Reputed Orange County Mexican Mafia boss Johnny Martinez will ask a federal judge in Santa Ana Tuesday to let him represent himself as his own attorney in a sprawling racketeering case against the defendant and the gang which has resulted most notably murder convictions for three men.
Martinez filed his request July 9, handwriting the 10-page motion. U.S. District Judge Fred Slaughter will hear the defendant’s argument.
“With all due respect, Mr. Martinez is being persecuted by the prosecution for who he is — not what he stands accused of,” Martinez wrote. “This federal indictment represents prosecutorial vindictiveness in its purest form by an overzealous and disgruntled prosecution team that Mr. Martinez won fair and square in the OC state court system.
“Indeed, this is now the THIRD time that Mr. Martinez is being prosecuted for offenses that were either ruled to be without probable cause, or unchargeable because Mr. Martinez’s alleged conduct cannot be prosecuted in state court. This is an obvious case of state court losers weaponizing the federal judiciary in an attempt to take a third bite at the apple.”
In December, Martinez got his second-degree murder conviction tossed by Orange County Superior Court Judge Sheila Hanson based on a new state law that redefined murder.
Martinez and his attorneys were also successful in junking another state murder case against him in state court when Orange County Superior Court Judge Patrick Donahue ruled a lack of evidence to prosecute him.
Martinez was charged in a case accusing him and others in the January 2017 killing of 35-year-old Robert Rios in Placentia and then the later attempted murder of Greg Munoz, a co-defendant in the Rios killing.
That case was beset by legal problems, prompting prosecutors to get an indictment from a grand jury in 2018. That indictment was thrown out for procedural errors in the presentation of evidence, so prosecutors charged Martinez and the other defendants again and were ordered to stand trial following a preliminary hearing.
But Donahue granted a motion preventing prosecutors from mentioning Johnny Martinez or the conspiracy to order the hit on Rios because the judge determined that a gang expert from the Orange County Sheriff’s Department lied about his training as part of a wide-ranging evidence-booking scandal in the department.
After Donahue dismissed the case against Martinez, federal prosecutors stepped in with a racketeering case in 2022 alleging murder, attempted murder, drug dealing and weapons charges.
Local authorities say Martinez ascended to power following the 2018 death of Peter Ojeda in prison, where he was serving a 15-year sentence.
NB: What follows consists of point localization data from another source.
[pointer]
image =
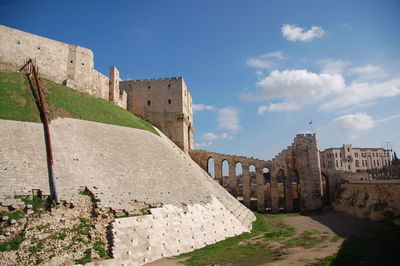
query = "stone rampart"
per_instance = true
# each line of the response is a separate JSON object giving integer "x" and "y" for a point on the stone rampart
{"x": 63, "y": 63}
{"x": 376, "y": 200}
{"x": 121, "y": 166}
{"x": 292, "y": 180}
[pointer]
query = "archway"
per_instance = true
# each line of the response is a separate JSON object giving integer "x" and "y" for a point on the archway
{"x": 267, "y": 190}
{"x": 225, "y": 172}
{"x": 325, "y": 190}
{"x": 295, "y": 190}
{"x": 210, "y": 167}
{"x": 280, "y": 177}
{"x": 252, "y": 175}
{"x": 239, "y": 177}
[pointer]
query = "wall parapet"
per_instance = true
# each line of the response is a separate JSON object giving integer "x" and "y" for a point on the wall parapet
{"x": 63, "y": 63}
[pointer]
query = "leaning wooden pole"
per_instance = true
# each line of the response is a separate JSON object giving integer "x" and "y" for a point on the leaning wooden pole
{"x": 42, "y": 104}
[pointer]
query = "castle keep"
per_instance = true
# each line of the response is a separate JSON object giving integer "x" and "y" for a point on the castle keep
{"x": 166, "y": 103}
{"x": 124, "y": 169}
{"x": 295, "y": 179}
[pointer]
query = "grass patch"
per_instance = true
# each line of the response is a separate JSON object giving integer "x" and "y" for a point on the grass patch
{"x": 100, "y": 248}
{"x": 86, "y": 258}
{"x": 334, "y": 239}
{"x": 325, "y": 261}
{"x": 15, "y": 215}
{"x": 13, "y": 244}
{"x": 241, "y": 250}
{"x": 83, "y": 228}
{"x": 36, "y": 202}
{"x": 36, "y": 248}
{"x": 84, "y": 192}
{"x": 16, "y": 100}
{"x": 17, "y": 103}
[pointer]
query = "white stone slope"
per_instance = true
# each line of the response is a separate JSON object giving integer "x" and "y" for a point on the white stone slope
{"x": 121, "y": 165}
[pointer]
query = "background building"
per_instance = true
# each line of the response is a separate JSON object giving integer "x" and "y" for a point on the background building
{"x": 352, "y": 159}
{"x": 166, "y": 103}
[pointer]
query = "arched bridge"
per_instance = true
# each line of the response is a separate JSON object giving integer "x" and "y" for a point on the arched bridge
{"x": 289, "y": 182}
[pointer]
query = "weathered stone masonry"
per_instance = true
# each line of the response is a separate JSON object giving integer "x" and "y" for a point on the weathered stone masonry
{"x": 293, "y": 182}
{"x": 166, "y": 103}
{"x": 63, "y": 63}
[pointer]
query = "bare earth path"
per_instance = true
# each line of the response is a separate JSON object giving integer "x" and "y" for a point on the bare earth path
{"x": 303, "y": 256}
{"x": 333, "y": 230}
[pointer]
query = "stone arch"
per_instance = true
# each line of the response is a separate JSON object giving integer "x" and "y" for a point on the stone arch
{"x": 325, "y": 189}
{"x": 267, "y": 188}
{"x": 295, "y": 193}
{"x": 252, "y": 174}
{"x": 225, "y": 172}
{"x": 266, "y": 175}
{"x": 211, "y": 166}
{"x": 239, "y": 172}
{"x": 280, "y": 177}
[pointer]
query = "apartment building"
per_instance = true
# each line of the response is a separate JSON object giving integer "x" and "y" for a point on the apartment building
{"x": 351, "y": 159}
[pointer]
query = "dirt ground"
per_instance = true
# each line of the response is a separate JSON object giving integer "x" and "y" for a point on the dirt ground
{"x": 335, "y": 227}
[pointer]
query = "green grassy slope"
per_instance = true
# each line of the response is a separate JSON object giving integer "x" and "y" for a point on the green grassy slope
{"x": 17, "y": 103}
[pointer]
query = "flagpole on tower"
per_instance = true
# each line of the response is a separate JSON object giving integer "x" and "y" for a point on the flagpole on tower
{"x": 312, "y": 129}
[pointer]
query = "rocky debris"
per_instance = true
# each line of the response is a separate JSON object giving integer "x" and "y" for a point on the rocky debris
{"x": 59, "y": 236}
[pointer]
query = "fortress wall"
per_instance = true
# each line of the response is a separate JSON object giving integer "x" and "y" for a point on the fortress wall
{"x": 166, "y": 103}
{"x": 64, "y": 63}
{"x": 52, "y": 56}
{"x": 121, "y": 165}
{"x": 374, "y": 200}
{"x": 302, "y": 158}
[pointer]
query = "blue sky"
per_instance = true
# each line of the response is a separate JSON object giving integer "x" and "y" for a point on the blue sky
{"x": 258, "y": 71}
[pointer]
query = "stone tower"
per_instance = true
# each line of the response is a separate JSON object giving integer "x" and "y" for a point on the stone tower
{"x": 166, "y": 103}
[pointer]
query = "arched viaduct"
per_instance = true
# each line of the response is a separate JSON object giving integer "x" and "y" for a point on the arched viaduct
{"x": 290, "y": 182}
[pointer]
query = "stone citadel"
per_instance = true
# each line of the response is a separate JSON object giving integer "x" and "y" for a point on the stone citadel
{"x": 123, "y": 167}
{"x": 167, "y": 104}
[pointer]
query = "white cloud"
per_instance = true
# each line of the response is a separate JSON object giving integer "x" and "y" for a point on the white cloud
{"x": 203, "y": 144}
{"x": 367, "y": 72}
{"x": 265, "y": 60}
{"x": 201, "y": 107}
{"x": 295, "y": 33}
{"x": 297, "y": 88}
{"x": 228, "y": 118}
{"x": 212, "y": 136}
{"x": 363, "y": 92}
{"x": 276, "y": 54}
{"x": 354, "y": 122}
{"x": 388, "y": 118}
{"x": 333, "y": 66}
{"x": 259, "y": 63}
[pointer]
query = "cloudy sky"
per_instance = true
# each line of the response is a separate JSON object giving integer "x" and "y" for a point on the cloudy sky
{"x": 258, "y": 71}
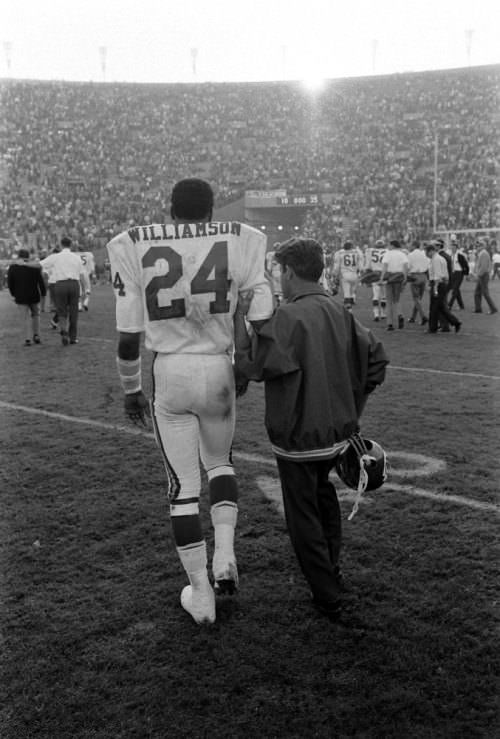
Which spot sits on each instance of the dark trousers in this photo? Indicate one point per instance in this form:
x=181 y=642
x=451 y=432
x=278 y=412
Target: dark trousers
x=456 y=281
x=482 y=291
x=439 y=311
x=66 y=294
x=313 y=518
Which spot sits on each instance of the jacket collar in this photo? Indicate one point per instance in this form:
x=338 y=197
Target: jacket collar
x=313 y=290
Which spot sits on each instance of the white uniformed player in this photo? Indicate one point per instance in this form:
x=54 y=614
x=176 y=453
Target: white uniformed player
x=179 y=283
x=373 y=263
x=89 y=263
x=347 y=265
x=274 y=271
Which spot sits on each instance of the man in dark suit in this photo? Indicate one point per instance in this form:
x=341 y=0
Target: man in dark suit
x=460 y=269
x=26 y=285
x=443 y=322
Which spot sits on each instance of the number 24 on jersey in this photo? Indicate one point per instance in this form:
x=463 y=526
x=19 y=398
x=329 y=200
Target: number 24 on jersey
x=216 y=262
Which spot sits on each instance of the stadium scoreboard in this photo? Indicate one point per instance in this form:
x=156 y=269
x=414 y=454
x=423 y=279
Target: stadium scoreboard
x=297 y=200
x=280 y=199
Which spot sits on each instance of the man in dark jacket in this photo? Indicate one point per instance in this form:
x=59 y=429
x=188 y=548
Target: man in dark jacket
x=444 y=324
x=27 y=286
x=319 y=365
x=460 y=270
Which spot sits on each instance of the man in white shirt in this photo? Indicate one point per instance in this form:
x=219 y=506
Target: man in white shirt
x=438 y=284
x=394 y=274
x=347 y=265
x=69 y=276
x=373 y=264
x=89 y=263
x=179 y=283
x=418 y=266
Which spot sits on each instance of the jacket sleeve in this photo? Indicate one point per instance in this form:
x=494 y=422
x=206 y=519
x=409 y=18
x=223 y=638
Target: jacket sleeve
x=11 y=280
x=368 y=360
x=271 y=354
x=41 y=283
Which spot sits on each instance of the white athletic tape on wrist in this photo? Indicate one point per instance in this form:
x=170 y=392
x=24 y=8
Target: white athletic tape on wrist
x=129 y=371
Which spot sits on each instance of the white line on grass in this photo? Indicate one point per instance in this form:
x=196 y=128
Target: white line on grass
x=443 y=372
x=270 y=486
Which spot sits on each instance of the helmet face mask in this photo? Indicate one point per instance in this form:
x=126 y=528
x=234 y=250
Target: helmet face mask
x=362 y=465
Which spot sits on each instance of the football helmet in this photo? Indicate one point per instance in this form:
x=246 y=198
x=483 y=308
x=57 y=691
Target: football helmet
x=362 y=465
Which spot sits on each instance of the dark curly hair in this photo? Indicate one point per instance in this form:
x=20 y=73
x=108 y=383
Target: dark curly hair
x=192 y=199
x=304 y=256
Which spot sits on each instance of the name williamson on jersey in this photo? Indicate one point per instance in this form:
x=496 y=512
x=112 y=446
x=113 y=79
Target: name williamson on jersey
x=172 y=231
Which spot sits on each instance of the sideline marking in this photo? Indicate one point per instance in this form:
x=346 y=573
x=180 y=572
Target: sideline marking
x=443 y=372
x=270 y=486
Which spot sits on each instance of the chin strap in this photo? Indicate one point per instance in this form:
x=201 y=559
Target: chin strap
x=364 y=459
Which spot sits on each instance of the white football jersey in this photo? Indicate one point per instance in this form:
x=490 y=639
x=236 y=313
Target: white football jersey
x=347 y=262
x=179 y=283
x=373 y=258
x=88 y=261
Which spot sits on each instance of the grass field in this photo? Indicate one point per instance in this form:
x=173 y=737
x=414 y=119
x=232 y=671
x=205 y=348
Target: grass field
x=94 y=643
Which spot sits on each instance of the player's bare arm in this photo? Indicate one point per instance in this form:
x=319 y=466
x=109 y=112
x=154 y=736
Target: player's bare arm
x=129 y=369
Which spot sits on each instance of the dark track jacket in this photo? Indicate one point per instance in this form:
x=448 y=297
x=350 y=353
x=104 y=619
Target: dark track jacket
x=25 y=282
x=319 y=364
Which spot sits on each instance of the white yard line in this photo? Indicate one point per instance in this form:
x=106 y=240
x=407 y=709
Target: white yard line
x=443 y=372
x=420 y=465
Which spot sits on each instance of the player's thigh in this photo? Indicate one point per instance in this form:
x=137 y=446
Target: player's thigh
x=176 y=425
x=177 y=436
x=216 y=412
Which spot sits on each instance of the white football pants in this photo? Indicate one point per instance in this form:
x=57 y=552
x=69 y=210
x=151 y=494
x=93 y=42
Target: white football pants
x=193 y=410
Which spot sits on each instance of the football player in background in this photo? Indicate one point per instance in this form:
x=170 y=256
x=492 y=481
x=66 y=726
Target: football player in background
x=274 y=272
x=89 y=264
x=179 y=282
x=373 y=264
x=418 y=268
x=346 y=268
x=394 y=273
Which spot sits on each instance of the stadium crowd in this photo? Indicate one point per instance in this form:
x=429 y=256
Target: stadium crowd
x=89 y=159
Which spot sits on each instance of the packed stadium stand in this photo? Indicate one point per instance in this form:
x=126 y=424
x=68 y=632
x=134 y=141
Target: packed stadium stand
x=89 y=159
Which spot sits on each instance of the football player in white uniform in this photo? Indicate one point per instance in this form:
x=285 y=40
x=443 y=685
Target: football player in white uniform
x=89 y=263
x=347 y=265
x=373 y=266
x=179 y=283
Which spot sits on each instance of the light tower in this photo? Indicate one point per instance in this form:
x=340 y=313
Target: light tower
x=103 y=53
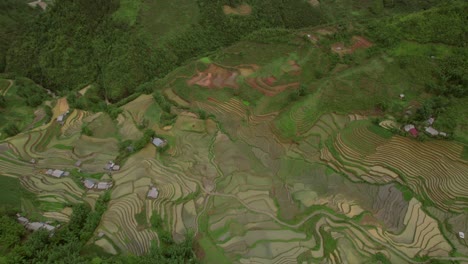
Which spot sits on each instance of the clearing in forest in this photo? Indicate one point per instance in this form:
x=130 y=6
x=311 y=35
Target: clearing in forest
x=358 y=43
x=215 y=77
x=242 y=10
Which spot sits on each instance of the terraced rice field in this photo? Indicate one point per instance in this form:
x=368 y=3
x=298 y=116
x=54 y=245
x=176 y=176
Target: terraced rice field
x=433 y=168
x=253 y=194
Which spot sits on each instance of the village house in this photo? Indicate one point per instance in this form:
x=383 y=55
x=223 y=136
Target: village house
x=112 y=166
x=40 y=3
x=61 y=118
x=430 y=121
x=153 y=193
x=34 y=226
x=432 y=131
x=411 y=129
x=57 y=173
x=93 y=184
x=158 y=142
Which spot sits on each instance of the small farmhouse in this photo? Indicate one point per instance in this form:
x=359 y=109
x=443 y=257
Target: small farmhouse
x=34 y=226
x=158 y=142
x=93 y=184
x=153 y=193
x=57 y=173
x=112 y=166
x=411 y=129
x=432 y=131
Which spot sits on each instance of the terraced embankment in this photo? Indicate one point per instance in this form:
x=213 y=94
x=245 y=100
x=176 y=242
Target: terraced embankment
x=430 y=168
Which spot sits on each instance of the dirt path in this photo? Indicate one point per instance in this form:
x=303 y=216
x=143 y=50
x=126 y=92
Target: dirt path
x=8 y=88
x=83 y=91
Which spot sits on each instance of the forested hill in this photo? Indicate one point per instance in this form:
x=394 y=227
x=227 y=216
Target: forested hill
x=14 y=16
x=111 y=43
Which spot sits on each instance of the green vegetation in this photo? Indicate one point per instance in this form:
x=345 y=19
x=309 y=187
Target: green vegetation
x=12 y=193
x=285 y=159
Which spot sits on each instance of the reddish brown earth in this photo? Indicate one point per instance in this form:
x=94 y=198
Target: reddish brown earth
x=263 y=85
x=215 y=77
x=358 y=43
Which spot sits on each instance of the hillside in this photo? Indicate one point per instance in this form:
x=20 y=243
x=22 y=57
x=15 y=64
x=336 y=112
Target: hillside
x=236 y=132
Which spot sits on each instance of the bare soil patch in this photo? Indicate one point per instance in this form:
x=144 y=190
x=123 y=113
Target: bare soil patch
x=358 y=43
x=267 y=85
x=83 y=91
x=314 y=2
x=246 y=70
x=215 y=77
x=242 y=10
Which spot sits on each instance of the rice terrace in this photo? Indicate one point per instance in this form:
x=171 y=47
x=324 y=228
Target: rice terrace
x=233 y=131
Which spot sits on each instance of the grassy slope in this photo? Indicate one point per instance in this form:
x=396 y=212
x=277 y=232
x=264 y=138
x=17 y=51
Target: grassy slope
x=161 y=17
x=12 y=193
x=16 y=111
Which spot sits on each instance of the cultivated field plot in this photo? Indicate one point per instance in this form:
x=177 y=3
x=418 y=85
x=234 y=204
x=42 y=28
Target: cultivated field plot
x=247 y=191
Like Ojeda, Martinez is accused of running the gang from jail and prison.
Martinez said he understands the risk of representing himself, but said he thinks “no one is going to fight as hard for Mr. Martinez as he will. This is because not only does Mr. Martinez know he is being falsely accused, but he also believes in justice and that his innocence will triumph. There is no victory without faith. And while Mr. Martinez may very well conduct his own defense ultimately to his own detriment his choice must be honored out of that respect for the individual which is the lifeblood of the law.”
Martinez argued that he believes an investigator “relied heavily on sheriff’s deputies and confidential informants to obtain one or more wire taps.” He said the sheriff’s deputies “have a colorful history of malfeasance, including perjury,” and that “at least two of the informants are career government witnesses.”
Some of those wire-tapped calls were played for jurors in the murder trial as part of the racketeering case.
Martinez also pointed to evidence used by Assistant Orange County Public Defender Scott Sanders in the so-called snitch scandal that led to prosecutors losing the ability to seek the death penalty against Scott Dekraai, the worst mass killer in Orange County history.
Martinez accused an investigator of providing “several hundred dollars and fast food from Carl’s Jr and Jack in the Box” to informants in the prosecution. Martinez also attacked the credibility of one of former shot-caller Omar Mejia, who has flipped and testified for prosecutors in the first murder trial of the racketeering case.
Martinez also demanded prosecutors turn over more evidence, complaining his defense team has been ignored.
“The stakes couldn’t be any higher,” he said. “Mr. Martinez no longer has a criminal record, and after serving decades of confinement for misdemeanor conduct, Mr. Martinez is truly fighting for the right to live and a second chance.”